Hi all can’t believe I’ve never been a member of this site my beloved mk2 is playing up I hardly use her at mo busy with work and stuff you know how it is she starts on first turn off key and drives without fault but as soon as up to temp seems to hold back Rev counter goes crazy will drive as long as you don’t push her if you give her more than 3000 rpm she splutters and holds back any ideas please I’m no we’re near a mechanic but I can do bits and bobs any help would be appreciated cheers neil
hello there Is the ABF engine running on 16v Kjet management or has it had the full ABF injection system fitted? If rev counter goes nuts this can point to hall sensor issue in the distributor but its best to check over all the basics before you spend any money
Hi rubjonny thanks for reply I bought car as is I presume it’s just standard it’s a mk3 gti 16 v engine in my mk2 its had new dizzy leads like I say she starts on button and runs great until hot then it seems to miss and hold back but still drives if you use low revs I spoke to my mechanic he said it might be a bad plug but I only changed them last year along with dizzy leads etc do you know things I could check it would be a great help mate cheers neil
have a look at my engine pics on the last page of my build thread, I've got the full digifant ABF managment: https://clubgti.com/forums/index.ph...bf-now-abf-management-widetrack.85893/page-12 does it look like that? or are there loads of metal fuel lines all over the place. if so its on kjet
It’s a kjet pal I’m sure it something or nothing if you have a process of elimination it would we appreciated mate
alright have a look here: https://clubgti.com/forums/index.ph...air-and-tune-your-mk2-corrado-1-8-16v.195423/ have a good look at the wiring to your distributor and condition of distributor itself. pop the cap, arm and dust cover off then you can see the hall sensor inside, see if theres any obvious damage or oil leakage. If cap/arm/leads/plugs not been done recent get a new set, bosh or beru make.

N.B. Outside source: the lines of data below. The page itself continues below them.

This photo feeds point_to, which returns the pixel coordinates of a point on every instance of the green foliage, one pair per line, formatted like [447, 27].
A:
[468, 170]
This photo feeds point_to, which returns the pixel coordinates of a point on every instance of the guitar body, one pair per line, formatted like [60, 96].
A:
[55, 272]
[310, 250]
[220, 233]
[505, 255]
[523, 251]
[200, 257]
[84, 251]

I shop for bits like this from http://www.vwspares.co.uk usually. spark module also worth a check over, these are the same for all mk2 with electronic ignition so a good used spare isnt hard to get hold of
Hi all under further investigation I’ve found two split vac hoses would this cause the symptoms I’m described also we’re is best place to get a hose for a mk3 gti 16 v abf hose from air box to carb
do you mean the main hose from inlet manifold to airbox? post a pic of the engine as there are 2 versions of hose setup depending if its ce1 or ce2 donor car for the kjet bits
ok thats running the ABF management not kjet, the hose looks like a SEAT one. the airbox I think is VR6 corrado with a bit of tubing glued into it. as its on an ABF ecu you can plug it into diagnostics, assuming the port was wired in. have a look near the fusebox for it anyway a split in the hose from airbox to the throttle body wouldn't be a problem for the ECU, just means you're getting a bit of unfiltered air into it. they do pop up on ebay from time to time, the mk3 one is a little longer than the seat one but should still do you fine. if its only a small split can seal it up with tape in the short term. the wiring doesnt look the best, quite a few repairs are visible particularly the ones to the throttle switch on top dont look great, ideally pull the wirign loom off the engine back to the round plug near the starter. split it down and check end to end, if its cracked up top, its probably a mess round the back!
Hi mate I’ve had it plugged in and it shows no fault codes il try tape hose as it’s a small split car running fine on cold start but when choke turns off revs fluctuate and smells of petrol
next step get the ecu measuring b,locks read, this will show you all the ecu sensor inputs in real time so can highlight a sensor which is faulty but not in a way the ecu can flag (slightly duff coolant sensor reading colder than it should, etc)
could be worth a try, if you can get vagcom plugged in while its playing up you can check ecu voltage that will tell you if ecu relay is bad. crank sensor would be a suspect too, you can check engine rpm block to see the signal from that. have a look at it anyway, if the wire insulation or sensor itself is cracked then just replace it with a good quality part
Neil. On ABF cars that I have seen come into garages, the crank sensor can give those symptoms. You will often not log a fault code. Also I do not rate the plug leads you run. On cars that I have converted to aftermarket management, they can cause noise interference. I tend to use stock parts.